7/31/2021

志手界隈案内➁ 志手天神社

  志手の地名の語源 「神田」説の出どころは?





 上の写真は2021(令和3)年7月24日の志手天神社です。撮影したのは午後4時ごろ。いつもの年なら、揃いのはっぴを着た子どもたちがそろそろ集まる時間でしょう。7月24日は志手天神社の祭りの日です。子ども神輿(みこし)が夕方、神社を発って町内を巡ります。しかし、今年は子ども神輿はありません。

 下の写真は2019(令和元)年7月24日です。新型コロナウイルスの感染拡大を避けるため、昨年、今年と2年続けて子ども神輿は中止を余儀なくされました。

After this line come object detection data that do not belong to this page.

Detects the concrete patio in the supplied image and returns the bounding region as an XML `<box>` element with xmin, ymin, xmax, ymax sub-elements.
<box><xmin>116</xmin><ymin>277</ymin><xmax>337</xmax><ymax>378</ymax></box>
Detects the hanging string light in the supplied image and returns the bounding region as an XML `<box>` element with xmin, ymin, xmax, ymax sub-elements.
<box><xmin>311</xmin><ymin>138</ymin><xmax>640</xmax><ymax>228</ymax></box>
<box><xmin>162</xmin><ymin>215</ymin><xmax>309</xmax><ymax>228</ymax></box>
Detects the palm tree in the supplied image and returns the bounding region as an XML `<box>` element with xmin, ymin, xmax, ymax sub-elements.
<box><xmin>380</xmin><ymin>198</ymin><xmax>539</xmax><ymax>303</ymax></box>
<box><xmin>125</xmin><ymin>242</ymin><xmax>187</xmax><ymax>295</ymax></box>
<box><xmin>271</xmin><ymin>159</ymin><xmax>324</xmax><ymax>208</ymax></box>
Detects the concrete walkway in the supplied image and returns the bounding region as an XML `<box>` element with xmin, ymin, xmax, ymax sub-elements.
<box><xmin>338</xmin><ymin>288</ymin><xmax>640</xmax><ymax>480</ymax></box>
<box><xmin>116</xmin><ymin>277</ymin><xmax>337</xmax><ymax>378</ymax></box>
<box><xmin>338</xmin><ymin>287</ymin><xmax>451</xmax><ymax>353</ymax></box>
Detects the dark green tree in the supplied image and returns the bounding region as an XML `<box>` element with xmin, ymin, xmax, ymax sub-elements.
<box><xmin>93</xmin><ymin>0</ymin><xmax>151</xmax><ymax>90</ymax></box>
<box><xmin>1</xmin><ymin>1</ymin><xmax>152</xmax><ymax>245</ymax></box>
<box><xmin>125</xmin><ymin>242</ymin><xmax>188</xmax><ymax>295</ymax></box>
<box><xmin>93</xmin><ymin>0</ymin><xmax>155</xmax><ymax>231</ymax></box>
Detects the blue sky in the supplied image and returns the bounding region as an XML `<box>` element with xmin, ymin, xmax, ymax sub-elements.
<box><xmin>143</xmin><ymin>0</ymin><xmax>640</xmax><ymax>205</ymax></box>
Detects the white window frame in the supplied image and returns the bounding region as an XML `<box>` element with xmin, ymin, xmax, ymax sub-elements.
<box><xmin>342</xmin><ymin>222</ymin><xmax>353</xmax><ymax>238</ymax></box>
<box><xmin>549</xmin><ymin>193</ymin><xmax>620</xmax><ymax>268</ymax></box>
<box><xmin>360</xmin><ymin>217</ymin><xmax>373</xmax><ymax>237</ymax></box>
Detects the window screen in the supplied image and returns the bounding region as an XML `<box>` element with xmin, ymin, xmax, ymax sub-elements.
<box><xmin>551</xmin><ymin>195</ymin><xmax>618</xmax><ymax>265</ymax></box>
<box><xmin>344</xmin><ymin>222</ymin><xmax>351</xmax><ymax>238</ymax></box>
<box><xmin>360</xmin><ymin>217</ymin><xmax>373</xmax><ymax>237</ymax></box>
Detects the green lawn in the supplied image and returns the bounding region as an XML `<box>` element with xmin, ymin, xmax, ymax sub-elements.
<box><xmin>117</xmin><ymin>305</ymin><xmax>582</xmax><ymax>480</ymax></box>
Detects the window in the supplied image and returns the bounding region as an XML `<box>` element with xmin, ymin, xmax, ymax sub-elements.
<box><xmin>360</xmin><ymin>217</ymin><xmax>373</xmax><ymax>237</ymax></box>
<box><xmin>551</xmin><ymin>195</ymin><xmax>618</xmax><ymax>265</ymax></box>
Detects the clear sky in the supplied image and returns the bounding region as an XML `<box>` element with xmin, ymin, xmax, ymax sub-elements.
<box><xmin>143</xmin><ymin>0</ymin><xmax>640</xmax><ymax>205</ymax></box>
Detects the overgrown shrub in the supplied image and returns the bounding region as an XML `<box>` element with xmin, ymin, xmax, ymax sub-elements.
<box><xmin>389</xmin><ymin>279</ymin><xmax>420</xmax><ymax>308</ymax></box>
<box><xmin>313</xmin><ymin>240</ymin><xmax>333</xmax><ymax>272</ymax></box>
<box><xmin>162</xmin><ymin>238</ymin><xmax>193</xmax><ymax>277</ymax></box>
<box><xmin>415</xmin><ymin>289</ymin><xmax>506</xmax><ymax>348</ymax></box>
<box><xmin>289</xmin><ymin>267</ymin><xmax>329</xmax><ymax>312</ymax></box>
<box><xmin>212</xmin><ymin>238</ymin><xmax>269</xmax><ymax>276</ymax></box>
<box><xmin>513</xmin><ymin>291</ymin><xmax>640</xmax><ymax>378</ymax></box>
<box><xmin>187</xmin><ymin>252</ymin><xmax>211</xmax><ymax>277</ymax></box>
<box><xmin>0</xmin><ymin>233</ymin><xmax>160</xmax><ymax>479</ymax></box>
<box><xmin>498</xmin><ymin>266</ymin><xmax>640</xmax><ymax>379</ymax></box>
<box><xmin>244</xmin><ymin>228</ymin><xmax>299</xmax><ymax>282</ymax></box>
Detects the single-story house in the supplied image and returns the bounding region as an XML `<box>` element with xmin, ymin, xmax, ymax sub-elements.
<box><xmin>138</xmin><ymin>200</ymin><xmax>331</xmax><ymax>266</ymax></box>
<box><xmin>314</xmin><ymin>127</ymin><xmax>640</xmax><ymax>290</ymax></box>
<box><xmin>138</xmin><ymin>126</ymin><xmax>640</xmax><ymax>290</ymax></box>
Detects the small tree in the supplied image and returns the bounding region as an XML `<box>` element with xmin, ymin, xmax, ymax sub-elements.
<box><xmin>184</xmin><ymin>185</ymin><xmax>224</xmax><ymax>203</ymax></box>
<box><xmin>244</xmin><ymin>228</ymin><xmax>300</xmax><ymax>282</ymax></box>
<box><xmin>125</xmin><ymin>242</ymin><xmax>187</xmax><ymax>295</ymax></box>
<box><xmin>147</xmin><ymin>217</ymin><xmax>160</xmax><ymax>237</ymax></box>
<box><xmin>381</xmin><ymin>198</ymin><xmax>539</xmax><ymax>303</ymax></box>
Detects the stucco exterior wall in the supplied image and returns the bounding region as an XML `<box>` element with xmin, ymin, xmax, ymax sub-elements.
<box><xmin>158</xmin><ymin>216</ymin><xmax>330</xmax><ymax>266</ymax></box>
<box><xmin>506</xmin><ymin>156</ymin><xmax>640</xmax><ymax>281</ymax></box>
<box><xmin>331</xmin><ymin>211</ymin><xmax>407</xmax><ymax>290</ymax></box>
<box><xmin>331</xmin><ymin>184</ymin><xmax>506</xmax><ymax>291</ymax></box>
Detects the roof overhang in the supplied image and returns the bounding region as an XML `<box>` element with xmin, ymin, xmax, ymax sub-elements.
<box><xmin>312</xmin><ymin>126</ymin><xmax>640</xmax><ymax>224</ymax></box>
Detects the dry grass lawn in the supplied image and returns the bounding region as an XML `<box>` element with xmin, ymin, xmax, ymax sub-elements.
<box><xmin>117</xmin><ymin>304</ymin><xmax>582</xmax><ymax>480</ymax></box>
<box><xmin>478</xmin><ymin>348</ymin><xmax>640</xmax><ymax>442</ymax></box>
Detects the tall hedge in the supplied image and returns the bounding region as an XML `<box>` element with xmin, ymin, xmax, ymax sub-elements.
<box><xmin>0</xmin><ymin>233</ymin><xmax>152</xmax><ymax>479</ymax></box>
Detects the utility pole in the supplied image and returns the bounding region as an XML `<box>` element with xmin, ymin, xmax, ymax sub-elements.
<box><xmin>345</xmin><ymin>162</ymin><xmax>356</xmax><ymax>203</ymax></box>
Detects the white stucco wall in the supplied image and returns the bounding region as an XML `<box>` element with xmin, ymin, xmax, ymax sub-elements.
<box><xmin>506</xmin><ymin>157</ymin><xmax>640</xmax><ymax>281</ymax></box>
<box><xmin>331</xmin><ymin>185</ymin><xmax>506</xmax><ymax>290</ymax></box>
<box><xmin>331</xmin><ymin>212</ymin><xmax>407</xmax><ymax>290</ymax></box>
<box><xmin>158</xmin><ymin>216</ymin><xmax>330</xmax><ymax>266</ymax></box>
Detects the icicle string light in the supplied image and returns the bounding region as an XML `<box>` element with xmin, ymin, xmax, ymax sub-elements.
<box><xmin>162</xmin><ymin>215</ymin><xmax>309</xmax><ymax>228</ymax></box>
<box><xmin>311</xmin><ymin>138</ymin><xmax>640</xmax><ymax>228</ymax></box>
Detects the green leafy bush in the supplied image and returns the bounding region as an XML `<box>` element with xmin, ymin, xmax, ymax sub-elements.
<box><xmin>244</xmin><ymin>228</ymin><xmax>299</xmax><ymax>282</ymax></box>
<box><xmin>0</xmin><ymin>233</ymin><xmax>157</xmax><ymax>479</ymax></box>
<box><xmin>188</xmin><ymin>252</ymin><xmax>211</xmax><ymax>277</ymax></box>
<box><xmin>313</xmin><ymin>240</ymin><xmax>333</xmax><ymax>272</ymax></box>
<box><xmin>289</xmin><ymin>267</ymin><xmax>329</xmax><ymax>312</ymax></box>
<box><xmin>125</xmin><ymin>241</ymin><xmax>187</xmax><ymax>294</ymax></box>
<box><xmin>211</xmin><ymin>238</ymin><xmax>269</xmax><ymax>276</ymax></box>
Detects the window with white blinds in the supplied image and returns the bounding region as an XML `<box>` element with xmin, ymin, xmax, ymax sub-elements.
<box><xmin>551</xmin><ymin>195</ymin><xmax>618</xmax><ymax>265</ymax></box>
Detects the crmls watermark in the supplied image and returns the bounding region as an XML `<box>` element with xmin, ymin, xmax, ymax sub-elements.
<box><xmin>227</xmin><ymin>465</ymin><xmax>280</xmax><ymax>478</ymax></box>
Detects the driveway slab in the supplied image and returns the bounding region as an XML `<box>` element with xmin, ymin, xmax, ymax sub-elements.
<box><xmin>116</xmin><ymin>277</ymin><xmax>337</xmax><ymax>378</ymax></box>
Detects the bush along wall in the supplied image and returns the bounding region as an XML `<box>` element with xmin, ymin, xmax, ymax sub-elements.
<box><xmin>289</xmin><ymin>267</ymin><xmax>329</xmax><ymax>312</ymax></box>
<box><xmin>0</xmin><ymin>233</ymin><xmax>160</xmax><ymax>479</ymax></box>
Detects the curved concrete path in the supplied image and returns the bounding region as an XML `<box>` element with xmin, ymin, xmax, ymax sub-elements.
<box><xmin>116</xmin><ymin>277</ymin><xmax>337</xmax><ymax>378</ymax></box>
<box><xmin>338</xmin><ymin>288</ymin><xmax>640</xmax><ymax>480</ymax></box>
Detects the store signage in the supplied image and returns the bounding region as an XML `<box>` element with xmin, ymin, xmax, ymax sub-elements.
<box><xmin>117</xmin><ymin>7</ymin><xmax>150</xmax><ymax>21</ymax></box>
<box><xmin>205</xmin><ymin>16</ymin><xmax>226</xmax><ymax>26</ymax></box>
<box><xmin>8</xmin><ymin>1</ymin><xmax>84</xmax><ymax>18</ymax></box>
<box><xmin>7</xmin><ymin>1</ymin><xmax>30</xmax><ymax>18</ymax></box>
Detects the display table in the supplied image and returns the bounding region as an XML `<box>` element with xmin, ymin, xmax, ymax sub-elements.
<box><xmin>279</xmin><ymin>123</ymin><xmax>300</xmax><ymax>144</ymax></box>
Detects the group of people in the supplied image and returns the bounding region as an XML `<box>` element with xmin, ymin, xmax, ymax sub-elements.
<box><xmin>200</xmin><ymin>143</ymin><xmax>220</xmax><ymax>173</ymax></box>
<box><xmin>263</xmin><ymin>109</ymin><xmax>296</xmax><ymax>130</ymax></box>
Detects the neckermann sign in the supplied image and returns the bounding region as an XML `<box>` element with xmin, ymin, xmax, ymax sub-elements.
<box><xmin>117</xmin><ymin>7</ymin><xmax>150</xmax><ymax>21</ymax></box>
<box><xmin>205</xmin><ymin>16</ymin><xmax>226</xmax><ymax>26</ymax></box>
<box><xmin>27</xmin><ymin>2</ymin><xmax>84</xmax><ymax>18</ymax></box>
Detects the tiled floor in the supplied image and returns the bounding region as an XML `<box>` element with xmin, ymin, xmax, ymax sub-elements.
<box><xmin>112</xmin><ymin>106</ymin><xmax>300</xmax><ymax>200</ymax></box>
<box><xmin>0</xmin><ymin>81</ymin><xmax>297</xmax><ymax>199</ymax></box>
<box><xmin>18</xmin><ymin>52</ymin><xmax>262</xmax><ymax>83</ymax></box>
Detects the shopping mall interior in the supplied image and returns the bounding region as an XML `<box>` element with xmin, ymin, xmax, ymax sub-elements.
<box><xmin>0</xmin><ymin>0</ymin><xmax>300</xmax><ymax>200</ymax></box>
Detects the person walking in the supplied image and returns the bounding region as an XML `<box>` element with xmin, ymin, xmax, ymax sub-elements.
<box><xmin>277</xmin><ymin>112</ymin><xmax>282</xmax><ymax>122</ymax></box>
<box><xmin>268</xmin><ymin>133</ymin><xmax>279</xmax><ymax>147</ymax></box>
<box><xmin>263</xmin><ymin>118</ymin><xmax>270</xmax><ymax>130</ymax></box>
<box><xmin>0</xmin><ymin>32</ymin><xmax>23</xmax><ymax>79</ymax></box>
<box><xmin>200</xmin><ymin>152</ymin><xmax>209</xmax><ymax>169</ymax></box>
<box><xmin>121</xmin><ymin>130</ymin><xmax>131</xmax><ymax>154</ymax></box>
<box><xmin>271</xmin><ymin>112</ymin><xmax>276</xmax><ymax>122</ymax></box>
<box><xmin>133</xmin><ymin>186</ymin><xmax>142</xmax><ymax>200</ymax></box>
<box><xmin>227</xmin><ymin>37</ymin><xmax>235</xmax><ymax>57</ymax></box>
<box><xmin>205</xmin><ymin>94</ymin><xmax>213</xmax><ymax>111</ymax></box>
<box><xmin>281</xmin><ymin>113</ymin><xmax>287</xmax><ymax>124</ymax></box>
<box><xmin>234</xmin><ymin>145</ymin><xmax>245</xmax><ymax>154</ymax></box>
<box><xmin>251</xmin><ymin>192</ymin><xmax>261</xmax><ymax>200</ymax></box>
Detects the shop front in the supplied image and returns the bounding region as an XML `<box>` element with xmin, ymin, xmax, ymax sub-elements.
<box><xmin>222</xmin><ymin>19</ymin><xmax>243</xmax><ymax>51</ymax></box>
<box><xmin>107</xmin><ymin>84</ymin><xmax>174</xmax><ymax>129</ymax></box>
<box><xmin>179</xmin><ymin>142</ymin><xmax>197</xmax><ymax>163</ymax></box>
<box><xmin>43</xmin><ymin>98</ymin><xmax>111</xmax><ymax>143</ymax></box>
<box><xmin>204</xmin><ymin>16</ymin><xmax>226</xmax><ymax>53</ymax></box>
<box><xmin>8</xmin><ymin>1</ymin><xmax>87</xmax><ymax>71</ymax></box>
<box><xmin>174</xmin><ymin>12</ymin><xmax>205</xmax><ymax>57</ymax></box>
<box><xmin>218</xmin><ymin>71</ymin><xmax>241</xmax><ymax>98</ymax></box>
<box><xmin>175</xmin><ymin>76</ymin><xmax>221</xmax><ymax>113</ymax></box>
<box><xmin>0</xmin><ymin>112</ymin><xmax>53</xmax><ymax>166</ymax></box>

 志手の氏神、志手天神社の創建はいつ頃でしょうか。結論を言えば、創建年月は不詳。分かりません。ただ、江戸時代の地誌「豊府聞書」に、慶長7年(1602)に志手村の村民が話し合って天満社の廟社を再建した、と記されています。

 豊府聞書は、戸倉貞則という人物がまとめた郷土誌(地誌)で、元禄11年(1698)に出版。大友氏が豊後国を治めることになった建久年間(1190-1199)から明暦年間(1655-1658)まで約500年の歴史が綴られているそうです。

 江戸の「神田明神」を引き合いに


 豊府聞書は郷土史の基礎資料として扱われ、その後に出版された書物に引用されています。例えば、天保年間(1830-1844)半ばに書かれたという「雉城雑誌」(きじょうざっし)にも「聞書曰(いわく)」などの文言が頻繁に現れます。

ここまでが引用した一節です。